Saya terdiam. Sejenak teringat maraknya kasus kekerasan yang dialami oleh para jurnalis di Indonesia yang terjadi dalam pekan-pekan terakhir seperti yang diposting dalam milis ajisaja. Beberapa hari terakhir memang saya coba berefleksi, apa yang salah dengan kerja jurnalis sampai mendapat tindakan kekerasan. Apakah dalam menjalankan tugasnya, para  jurnalis ini sudah mematuhi kode etik?  Dalam obrolan pagi pekan sebelumnya, sosiolog dari Unsrat Manado,  Mahyudin Damis sempat mengungkapkan bahwa kekerasan terhadap jurnalis salah satu penyebabnya adalah ulah para “wartawan bodrex” yang sudah sangat meresahkan, sehingga imbasnya diterima oleh para  jurnalis.  Hasil permenungan ini membuat saya ingin menggali seperti apa “image” wartawan di mata tentara. Saya rasa ini sebuah upaya bagi kalangan jurnalis untuk “berkaca” tentang dirinya sendiri.

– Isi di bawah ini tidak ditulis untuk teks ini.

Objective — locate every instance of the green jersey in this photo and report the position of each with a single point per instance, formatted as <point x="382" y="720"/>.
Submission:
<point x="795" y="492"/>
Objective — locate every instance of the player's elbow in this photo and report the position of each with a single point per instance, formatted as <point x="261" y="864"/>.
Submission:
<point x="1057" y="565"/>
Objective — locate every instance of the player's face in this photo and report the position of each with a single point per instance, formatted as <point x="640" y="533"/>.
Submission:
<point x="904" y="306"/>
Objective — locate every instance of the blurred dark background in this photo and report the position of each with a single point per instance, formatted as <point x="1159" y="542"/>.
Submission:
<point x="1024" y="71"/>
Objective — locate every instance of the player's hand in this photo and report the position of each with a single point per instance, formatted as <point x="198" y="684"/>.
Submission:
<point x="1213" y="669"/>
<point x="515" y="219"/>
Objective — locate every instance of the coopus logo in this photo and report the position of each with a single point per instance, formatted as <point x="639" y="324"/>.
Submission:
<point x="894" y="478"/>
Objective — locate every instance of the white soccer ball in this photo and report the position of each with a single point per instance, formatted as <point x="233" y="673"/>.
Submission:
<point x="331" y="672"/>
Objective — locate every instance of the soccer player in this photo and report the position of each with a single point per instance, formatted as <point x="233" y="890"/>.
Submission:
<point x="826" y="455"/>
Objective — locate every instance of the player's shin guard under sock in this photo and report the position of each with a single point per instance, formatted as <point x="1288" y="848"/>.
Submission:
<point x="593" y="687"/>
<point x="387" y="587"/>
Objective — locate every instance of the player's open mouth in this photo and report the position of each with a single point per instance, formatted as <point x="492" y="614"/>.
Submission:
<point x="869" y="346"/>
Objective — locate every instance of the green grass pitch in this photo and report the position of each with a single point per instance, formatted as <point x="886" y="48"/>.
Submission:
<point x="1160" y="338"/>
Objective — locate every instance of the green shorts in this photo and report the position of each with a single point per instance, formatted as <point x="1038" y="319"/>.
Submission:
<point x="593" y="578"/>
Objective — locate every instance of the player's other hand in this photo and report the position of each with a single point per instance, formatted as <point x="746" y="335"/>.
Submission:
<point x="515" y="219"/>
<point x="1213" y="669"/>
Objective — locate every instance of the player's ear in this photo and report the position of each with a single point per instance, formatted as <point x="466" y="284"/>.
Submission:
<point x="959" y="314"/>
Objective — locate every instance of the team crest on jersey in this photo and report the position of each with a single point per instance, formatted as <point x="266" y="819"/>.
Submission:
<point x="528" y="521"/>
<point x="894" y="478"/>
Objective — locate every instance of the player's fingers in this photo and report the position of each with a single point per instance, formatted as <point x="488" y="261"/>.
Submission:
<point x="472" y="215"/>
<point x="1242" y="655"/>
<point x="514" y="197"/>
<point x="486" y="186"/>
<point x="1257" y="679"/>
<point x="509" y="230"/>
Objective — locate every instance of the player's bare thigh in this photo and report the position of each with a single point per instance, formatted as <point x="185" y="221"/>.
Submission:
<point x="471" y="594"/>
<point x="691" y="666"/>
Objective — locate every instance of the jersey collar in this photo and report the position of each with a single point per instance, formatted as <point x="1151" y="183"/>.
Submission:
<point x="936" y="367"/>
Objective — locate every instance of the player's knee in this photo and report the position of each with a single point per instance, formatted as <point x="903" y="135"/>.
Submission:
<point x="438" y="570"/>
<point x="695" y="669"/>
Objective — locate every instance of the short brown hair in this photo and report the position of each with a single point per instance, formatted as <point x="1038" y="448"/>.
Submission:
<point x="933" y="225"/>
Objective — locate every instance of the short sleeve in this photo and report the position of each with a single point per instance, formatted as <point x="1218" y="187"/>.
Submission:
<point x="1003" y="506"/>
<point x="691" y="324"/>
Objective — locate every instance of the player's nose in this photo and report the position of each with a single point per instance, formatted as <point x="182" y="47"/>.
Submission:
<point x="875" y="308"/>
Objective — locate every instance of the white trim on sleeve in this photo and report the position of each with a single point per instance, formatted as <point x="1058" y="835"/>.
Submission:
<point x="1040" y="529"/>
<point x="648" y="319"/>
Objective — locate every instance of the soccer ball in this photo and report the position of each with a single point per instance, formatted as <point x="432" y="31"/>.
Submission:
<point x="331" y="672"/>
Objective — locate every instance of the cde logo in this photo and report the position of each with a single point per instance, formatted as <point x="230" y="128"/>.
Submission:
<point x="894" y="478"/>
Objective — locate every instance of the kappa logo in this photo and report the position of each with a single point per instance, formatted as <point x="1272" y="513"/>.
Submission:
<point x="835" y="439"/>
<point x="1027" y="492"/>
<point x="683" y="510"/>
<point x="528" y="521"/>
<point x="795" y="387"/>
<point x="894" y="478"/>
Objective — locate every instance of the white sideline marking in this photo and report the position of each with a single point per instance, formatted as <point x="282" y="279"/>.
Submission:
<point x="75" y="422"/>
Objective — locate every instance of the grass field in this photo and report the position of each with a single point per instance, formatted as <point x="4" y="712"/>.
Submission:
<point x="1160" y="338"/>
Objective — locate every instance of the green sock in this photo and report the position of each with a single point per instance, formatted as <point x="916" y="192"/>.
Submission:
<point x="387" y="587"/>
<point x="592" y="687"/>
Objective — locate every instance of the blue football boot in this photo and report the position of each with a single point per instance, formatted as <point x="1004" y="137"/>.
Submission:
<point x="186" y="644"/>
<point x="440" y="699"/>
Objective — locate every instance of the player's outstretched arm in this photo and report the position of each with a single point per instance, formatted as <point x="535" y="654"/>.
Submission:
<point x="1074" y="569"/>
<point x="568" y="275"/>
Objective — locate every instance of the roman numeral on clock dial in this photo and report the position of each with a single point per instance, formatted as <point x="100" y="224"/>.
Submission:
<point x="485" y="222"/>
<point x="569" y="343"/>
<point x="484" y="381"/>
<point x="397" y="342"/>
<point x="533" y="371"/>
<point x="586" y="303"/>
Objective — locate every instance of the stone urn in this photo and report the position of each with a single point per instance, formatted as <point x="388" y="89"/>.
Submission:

 “Apa yang diharapkan dari para jurnalis, dan factor apa saja dalam kacamata tentara yang bisa menimbulkan insiden atau konflik di lapangan,” ujar saya.  
Guguk, lulusan AKABRI tahun 1983 ini mengatakan, bahasa dalam sebuah berita yang ditulis kalangan jurnalis seringkali bisa menimbulkan keresahan di masyarakat. “Contohnya waktu peristiwa di Gorontalo, ada berita yang diberi judul Tentara dan Polisi Perang. Hal ini tentu bisa menimbulkan keresahan di masyarakat,” papar mantan Asisten Deputi 5-IV Bidang Koodinasi Kekuatan Kemampuan dan Kerjasama Menkopolhukam yang menjabat Danlantamal VIII Manado sejak 28 Februari 2012 ini.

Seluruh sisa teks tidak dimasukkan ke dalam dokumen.